Not all small businesses are the same size. Your business might just be you, or it could be you and thirty employees. The more people you hire and the larger your enterprise becomes, the more it will cost to insure. Each employee will need to be covered for worker's compensation and liability for things like sexual harassment and unlawful firing. This is why it is essential for business owners to review their insurance coverage often to make sure it is still adequate.
As your company becomes wealthier, your insurance rates will also increase. The bigger the profit, the more you've got to lose in the case of a lawsuit or cyber attack.
2. The type of business service you provide.
Some businesses have a higher risk than others. For example, if you are in business making custom stationary and wedding invitations, it's probably less likely that you could be sued for personal injury or that someone will target your business for theft.
On the other hand, if you have a business repairing and selling computers and phones, your inventory is worth more and will cost more to insure.
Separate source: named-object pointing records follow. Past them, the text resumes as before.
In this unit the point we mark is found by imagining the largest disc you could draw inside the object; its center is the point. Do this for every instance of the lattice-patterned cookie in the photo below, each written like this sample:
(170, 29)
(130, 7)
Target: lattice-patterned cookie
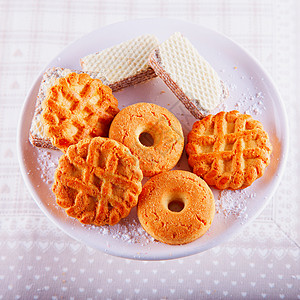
(124, 64)
(188, 75)
(37, 135)
(77, 107)
(97, 181)
(228, 150)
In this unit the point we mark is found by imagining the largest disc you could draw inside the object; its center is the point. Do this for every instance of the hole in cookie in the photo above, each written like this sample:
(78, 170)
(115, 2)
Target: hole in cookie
(146, 139)
(176, 205)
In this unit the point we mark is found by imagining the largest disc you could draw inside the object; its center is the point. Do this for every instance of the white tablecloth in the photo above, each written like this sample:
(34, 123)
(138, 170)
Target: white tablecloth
(38, 261)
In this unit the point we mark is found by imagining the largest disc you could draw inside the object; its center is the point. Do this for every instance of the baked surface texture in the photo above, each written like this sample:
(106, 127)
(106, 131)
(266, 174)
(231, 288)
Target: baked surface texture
(228, 150)
(188, 75)
(124, 64)
(77, 107)
(97, 181)
(135, 120)
(157, 211)
(37, 135)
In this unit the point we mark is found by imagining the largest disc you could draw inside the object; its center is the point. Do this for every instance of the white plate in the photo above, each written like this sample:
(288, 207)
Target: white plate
(250, 90)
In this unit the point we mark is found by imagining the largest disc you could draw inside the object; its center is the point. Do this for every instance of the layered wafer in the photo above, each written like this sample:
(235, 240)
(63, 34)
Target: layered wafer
(124, 64)
(188, 75)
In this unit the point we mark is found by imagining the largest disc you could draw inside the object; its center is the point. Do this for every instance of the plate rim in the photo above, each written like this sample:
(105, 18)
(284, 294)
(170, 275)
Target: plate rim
(232, 230)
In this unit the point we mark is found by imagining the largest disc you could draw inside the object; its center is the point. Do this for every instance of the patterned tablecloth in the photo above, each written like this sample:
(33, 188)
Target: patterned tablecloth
(38, 261)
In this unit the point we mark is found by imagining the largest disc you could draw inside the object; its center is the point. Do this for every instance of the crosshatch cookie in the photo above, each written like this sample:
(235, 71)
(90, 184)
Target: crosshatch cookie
(152, 133)
(176, 207)
(97, 181)
(77, 107)
(124, 64)
(37, 135)
(188, 75)
(228, 150)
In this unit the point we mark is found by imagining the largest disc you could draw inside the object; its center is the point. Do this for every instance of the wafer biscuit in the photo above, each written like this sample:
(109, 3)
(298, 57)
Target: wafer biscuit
(228, 150)
(125, 64)
(188, 75)
(97, 181)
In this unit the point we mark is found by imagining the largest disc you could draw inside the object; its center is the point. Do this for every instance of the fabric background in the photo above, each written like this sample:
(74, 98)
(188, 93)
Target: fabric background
(38, 261)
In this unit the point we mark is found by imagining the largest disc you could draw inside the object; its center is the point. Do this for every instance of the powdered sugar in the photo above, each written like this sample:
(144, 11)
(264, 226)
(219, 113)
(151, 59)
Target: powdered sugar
(47, 163)
(127, 230)
(251, 104)
(233, 203)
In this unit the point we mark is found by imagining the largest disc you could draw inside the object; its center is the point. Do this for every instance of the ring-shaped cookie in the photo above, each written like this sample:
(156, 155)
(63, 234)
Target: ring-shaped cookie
(152, 133)
(176, 207)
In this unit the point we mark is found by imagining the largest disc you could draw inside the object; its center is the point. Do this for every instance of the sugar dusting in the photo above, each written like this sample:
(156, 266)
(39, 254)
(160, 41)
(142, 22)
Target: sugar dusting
(251, 104)
(47, 165)
(233, 203)
(127, 230)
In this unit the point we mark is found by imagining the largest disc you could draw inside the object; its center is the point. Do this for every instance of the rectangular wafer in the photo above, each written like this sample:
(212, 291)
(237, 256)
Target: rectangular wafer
(125, 64)
(188, 75)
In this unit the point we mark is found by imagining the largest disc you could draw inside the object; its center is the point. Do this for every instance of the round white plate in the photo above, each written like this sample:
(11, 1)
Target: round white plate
(251, 91)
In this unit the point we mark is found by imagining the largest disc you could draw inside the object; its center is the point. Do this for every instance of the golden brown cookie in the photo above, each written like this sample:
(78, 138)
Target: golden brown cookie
(77, 107)
(176, 207)
(228, 150)
(97, 181)
(152, 133)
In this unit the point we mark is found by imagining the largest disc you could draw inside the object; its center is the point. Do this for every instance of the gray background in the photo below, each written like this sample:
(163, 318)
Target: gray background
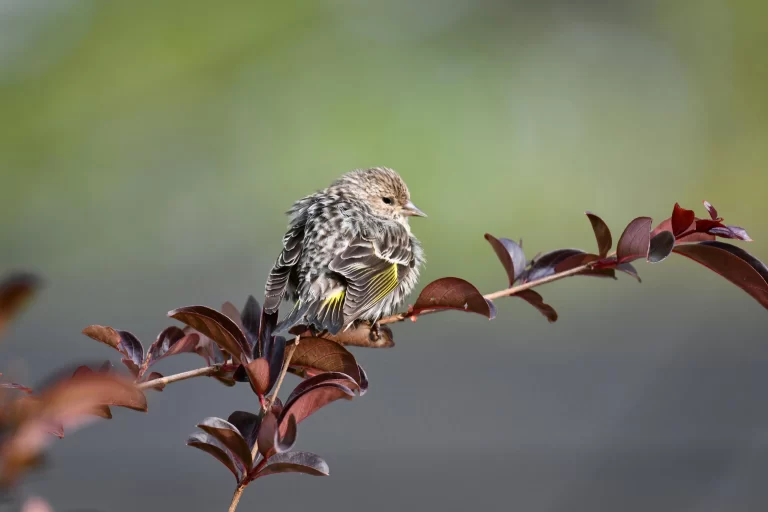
(149, 149)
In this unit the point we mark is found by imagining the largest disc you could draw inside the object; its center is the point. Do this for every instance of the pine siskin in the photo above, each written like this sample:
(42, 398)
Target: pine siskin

If you have a small physical therapy practice, you might need increased liability insurance since the risk of injury to clients is greater and because you might handle sensitive personal and medical information.
3. Where your business is located.
Location, location, location. It's not just important for getting the right business traffic and exposure. It's also important for keeping your insurance rates down. Opening a business on the rough side of town might mean lower rent or real estate costs, but it could cost you more in insurance because crime rates are higher and small businesses get targeted more.
Opening a business in a small town instead of a large metropolis might cost you less. Rural areas have fewer accidents and crimes. You'll need to visit with a loss consultant to analyze your business success versus the location to see which location will end up saving you money while still allowing your business to thrive.
4. The connections you have with other businesses.
Most businesses need what is called "errors and omissions" coverage for their business. It's a type of liability coverage that helps to protect you if you do not fully meet professional requirement with other people and businesses you deal with. Usually, errors and omissions helps to prevent trouble with honest mistakes that still cause harm.
For example, if you provide wedding invitations for a Harry Potter themed wedding and use a logo from one of the movies that is protected by copyright without realizing it, the errors and omissions insurance would help to protect you in case someone were to sue for copyright infringement.
Contract mistakes, lack of correct interpretation, bad software, computer viruses, or even mistakes made by independent contractors might be covered by errors and omissions insurance. The more connections you have with other businesses and the type of business you provide affects your risk for making these mistakes, which in tun affects your rates.
5. The number of claims you have made and your history with insurance in the past.
Several past claims, a history of lawsuits, or trouble handling client and customer information can mean increased rates for the present time, so the number of business insurance claims matters as well.
Your business is your livelihood, so you should consider all aspects of insurance and review your policy with an agent frequently.